さて我らがイングランドプレミアリーグも多くのチームが第8節まで消化。
再びロックダウンかという不穏な情報もありましたが、なんとか代表ウィークまではこぎつけました。
そんな中チェルシーはシェフィールドUと対決。1点を先制されましたがその後は4得点。
終わってみれば完勝、そして今季リーグ初の連勝を飾りました。
今日はその試合で好プレーを見せたツィエクについてです。
左足の魔術師
出だしは悪くなかった。
開始直後こそブレイズのプレッシャーに晒されたが、すぐさま反撃。
ベン・チルウェルのシュートで早くも決定機を創出した。
ところがセットプレーから失点してしまう。
ショートコーナーで深い位置を取られると、最後は昨季チェルシー戦で2Gを奪ったデイビッド・マクゴールドリック。
ここまで5試合連続のクリーンシートを達成していたエドゥアール・メンディもゴール前でのフリックに反応することはできなかった。
開幕直後であれば慌て、バタつき、失点を重ねていたかもしれない。
しかしここでチェルシーは崩れなかった。

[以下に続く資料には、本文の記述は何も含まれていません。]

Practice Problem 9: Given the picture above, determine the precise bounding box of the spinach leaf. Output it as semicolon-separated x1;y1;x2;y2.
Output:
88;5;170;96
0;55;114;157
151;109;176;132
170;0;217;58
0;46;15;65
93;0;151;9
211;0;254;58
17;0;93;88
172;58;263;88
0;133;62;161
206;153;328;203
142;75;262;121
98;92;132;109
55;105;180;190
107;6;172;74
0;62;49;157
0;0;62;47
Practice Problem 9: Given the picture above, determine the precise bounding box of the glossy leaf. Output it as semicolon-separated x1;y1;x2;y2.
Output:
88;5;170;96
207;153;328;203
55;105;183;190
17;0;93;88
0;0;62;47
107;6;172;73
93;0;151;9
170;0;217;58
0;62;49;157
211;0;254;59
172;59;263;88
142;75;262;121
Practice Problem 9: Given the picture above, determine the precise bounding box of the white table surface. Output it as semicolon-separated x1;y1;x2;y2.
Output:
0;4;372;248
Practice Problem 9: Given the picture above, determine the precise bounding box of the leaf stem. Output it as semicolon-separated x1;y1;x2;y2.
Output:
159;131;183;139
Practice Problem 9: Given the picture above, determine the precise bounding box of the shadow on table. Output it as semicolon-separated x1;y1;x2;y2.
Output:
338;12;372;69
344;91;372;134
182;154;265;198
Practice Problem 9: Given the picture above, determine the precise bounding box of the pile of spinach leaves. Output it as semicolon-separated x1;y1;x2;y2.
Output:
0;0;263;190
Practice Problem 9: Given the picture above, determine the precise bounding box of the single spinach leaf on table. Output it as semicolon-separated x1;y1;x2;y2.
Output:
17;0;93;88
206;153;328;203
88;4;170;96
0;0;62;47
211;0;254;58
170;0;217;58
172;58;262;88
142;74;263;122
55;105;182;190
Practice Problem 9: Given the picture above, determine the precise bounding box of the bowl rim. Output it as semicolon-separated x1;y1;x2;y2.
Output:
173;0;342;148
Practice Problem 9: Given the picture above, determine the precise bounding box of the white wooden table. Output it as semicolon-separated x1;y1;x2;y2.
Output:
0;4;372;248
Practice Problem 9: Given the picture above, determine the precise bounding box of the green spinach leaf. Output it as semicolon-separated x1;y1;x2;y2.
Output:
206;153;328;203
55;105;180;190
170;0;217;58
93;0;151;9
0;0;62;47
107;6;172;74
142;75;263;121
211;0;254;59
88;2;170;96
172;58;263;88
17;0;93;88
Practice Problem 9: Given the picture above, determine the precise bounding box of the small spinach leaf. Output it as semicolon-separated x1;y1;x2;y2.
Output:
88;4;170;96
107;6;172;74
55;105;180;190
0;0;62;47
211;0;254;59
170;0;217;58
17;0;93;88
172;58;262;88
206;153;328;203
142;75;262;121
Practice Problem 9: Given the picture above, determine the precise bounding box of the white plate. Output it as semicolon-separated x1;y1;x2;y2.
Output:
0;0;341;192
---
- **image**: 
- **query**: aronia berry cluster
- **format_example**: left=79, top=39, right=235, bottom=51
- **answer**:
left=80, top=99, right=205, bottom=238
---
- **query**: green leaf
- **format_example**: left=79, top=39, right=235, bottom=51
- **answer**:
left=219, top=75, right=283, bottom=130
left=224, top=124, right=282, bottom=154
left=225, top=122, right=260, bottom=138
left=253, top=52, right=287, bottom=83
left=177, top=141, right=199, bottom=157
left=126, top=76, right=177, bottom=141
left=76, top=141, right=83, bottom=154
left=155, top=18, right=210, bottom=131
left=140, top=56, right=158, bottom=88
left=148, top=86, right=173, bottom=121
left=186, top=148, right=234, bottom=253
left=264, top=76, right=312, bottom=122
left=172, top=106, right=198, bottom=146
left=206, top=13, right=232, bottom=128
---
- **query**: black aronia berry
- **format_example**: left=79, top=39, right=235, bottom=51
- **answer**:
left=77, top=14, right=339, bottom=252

成熟の兆しが見えるチームは、ボールポゼッションを高め、圧をかける。
相手を押し込む中で、久しぶりの先発起用となったマテオ・コバチッチがスペースに走り出す。
「左足の魔術師」はそれを見逃さなかった。
帰還
―ハキム・ツィエクはチェルシーに加入する―
アヤックスで確固たる地位を築き、欧州CLで鮮烈な輝きを放ったレフティーの加入が発表されたのは今年の2月末だ。
マタイス・デリフト(現ユベントス)、フレンキー・デヨンク(現バルセロナ)らと共に、欧州の強豪チームを次々と撃破。
「ヤング・アヤックス」の中核として躍動した。
ユベントスやレアル・マドリードといった各国王者を破りCLベスト4でシーズンを終えると、多くの有望株が欧州列強へと旅立った。
当然ツィエクにもバイエルンらが関心を示していたが、結果的に残留した。
その中で迎えた新シーズン、アヤックスはチェルシーとCLで相まみえる。
特にスタンフォードブリッジでの一戦は4-4という壮絶な打ち合いに。
ツィエクもコーナー付近からの強烈な左足FKを沈めるなど、類い稀な攻撃センスを見せつけた。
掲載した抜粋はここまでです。